As the biggest festival in Europe (and possibly the world), Glastonbury may be the toughest of all to navigate. Between multiple stages, the long weekend, and competing headliners of epic proportions, it's easy to feel overwhelmed. That said, there are some things to look out for: First, try to catch the British bands. The hometown crowds show the most love. Second, see the acts you couldn't see anywhere else. How often does Portishead come to your home town? Last, catch the up-and-comers. Some great new bands are going to be playing festival stage for the first time. With these rules in mind, we've selected 10 of our favorite acts that are absolute must-sees. In the end, though, you're still going to have to choose between Public Enemy and The Rolling Stones for yourself. Good luck!

The Rolling Stones
Glastonbury's big headliner this year also happens to be the quintessential British band at the most massive British festival. Even by Rolling Stones' standards, this is going to be a huge show. Don't miss it.

Vampire Weekend
Once known as upstart Columbia alums, Vampire Weekend has grown over the years into one the world's best bands. Modern Vampires of the City, the group's third LP, has already proven itself to make for a great live experience with "Diane Young," "Step," and "Ya Hey" already sounding like old favorites.
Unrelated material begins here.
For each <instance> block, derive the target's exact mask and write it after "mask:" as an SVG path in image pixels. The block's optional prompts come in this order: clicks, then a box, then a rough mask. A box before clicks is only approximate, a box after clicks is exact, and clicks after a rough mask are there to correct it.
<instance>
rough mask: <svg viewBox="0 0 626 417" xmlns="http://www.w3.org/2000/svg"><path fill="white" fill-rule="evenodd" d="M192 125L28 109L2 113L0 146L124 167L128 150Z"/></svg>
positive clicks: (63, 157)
Dark, powerful, uncompromising, Portishead continues to blow audiences and eardrums away. Any chance to see the Bristol band shouldn't be missed.

Public Enemy
With Flavor Flav's reality TV presence, it's easy to forget the impact that It Takes a Nation of Millions to Hold Us Back had when it came out in 1988. Filled with uncompromisingly hard production from Rick Rubin and Chuck D, seeing Public Enemy's slice of hip-hop history couldn't have us more excited.

Fuck Buttons
After conquering the Olympics, Fuck Buttons is back with a beat-driven new album, Slow Focus, that's equal parts harsh noise and hypnotically danceable. For an electronic band with an expletive in its name, it's fascinating and heartening to see just how far this duo has gone.

King Krule
Archie Marshall's voice is something to behold: Deeper, darker, and wiser than his years, he captures a netherworld somewhere between Tom Waits and James Blake.

Arctic Monkeys

If you have to come up with an English band that's had more page time in the NME during the new millenium, we don't think you could manage it. Even so, years after the hype has died down, Arctic Monkeys remains one of the best big venue bands in the business.


Brothers Guy and Howard Lawrence (a.k.a. Disclosure) have had one of the biggest critical smashes of the year with their debut record Settle. As good as the LP is, though, it's even better to hear the band live so you can actually, you know, dance.

Primal Scream

Scottish rockers Primal Scream have been going strong since the early '80s, incorporating psychedelia, dance, and brit-pop into its sound. With a new album and 30 years of back catalog, a festival slot is far too short for what Primal Scream have to offer.

London duo AlunaGeorge (a.k.a. vocalist Aluna Francis and producer George Reid) have been on a roll lately, releasing single after single of bass music-inspired R&B. One of our favorite new acts.